The district court must accept the fact findings of the referee unless they are clearly erroneous.7 On this appeal we are in the same position as is the Supreme Court when it considers a case wherein the court of appeals has set aside a fact finding of the district court. In such a situation the Supreme Court has said that the question is whether the findings of the district court, not of the court of appeals, are clearly erroneous.8 A majority of the courts of appeals have held that where the district court rejects a referee's findings as clearly erroneous, the court of appeals applies the clearly erroneous test to the decision of the referee.9 Accordingly, our problem is whether the crucial fact finding of the Referee is clearly erroneous.
The evidence consists of the order of the Secretary relating to the exportation of twine, the regulations of the Association, letters and telegrams passing between Lourdes and Santa Ines, on the one hand, and either Bankrupt or Tritsch, president of Midcontinent, on the other, and various bills of lading, invoices, and drafts plus the testimony of an officer of Lourdes and an officer of Santa Ines. An exposition of the evidence in detail will add nothing to this opinion.
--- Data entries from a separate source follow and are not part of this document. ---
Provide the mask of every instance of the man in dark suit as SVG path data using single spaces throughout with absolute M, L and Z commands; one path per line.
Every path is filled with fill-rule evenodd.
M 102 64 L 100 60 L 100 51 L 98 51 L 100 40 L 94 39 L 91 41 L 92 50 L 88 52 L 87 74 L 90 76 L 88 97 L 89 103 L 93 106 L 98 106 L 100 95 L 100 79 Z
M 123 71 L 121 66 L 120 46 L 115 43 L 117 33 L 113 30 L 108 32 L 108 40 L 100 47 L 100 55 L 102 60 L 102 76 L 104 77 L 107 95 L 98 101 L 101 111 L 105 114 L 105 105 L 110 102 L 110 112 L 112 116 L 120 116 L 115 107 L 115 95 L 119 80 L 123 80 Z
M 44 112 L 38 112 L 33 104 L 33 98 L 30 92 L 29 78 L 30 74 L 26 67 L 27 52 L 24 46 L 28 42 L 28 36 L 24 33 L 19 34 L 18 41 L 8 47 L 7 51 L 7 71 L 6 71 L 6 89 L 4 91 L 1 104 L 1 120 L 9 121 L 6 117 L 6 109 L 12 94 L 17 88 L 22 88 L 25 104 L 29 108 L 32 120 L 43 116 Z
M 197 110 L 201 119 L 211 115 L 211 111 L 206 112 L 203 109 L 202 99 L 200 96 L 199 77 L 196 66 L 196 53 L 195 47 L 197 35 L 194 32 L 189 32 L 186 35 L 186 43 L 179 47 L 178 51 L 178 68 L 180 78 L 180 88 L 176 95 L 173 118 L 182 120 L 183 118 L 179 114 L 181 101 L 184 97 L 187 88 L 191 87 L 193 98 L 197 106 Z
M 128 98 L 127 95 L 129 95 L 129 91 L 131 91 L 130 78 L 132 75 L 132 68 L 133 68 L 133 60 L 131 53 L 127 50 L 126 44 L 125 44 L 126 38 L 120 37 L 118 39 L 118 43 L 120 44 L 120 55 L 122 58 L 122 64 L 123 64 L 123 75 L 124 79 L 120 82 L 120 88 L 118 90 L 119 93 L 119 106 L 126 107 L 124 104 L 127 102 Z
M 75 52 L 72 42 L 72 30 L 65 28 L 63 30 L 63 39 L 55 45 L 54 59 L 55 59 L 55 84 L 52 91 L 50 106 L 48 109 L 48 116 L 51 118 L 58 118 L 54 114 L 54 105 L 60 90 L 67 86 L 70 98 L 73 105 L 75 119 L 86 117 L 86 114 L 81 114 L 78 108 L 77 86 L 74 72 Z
Considering the exhibits in the manner most favorable to the Trustee they show confusion as to whether the transactions in question were with Midcontinent, an authorized purchaser, or with Bankrupt which was not so authorized. This confusion was created by Bankrupt and Tritsch and could have been clarified by them. The positive testimony of the representatives of the Mexican companies was that they believed that they were dealing with Midcontinent and that they would not and could not have dealt with Bankrupt because of lack of authorization. This testimony was not weakened by cross-examination and is not inconsistent with the exhibits. It is inherently probable because the conduct described complies with Mexican law.
If, as the Trustee contends, Lourdes and Santa Ines knew that the transactions were with another entity than Midcontinent, Bankrupt and Tritsch could have come forward with contradicting testimony. The fact that Tritsch and Bankrupt were each present at the trial before the Referee is not denied. Neither of them testified.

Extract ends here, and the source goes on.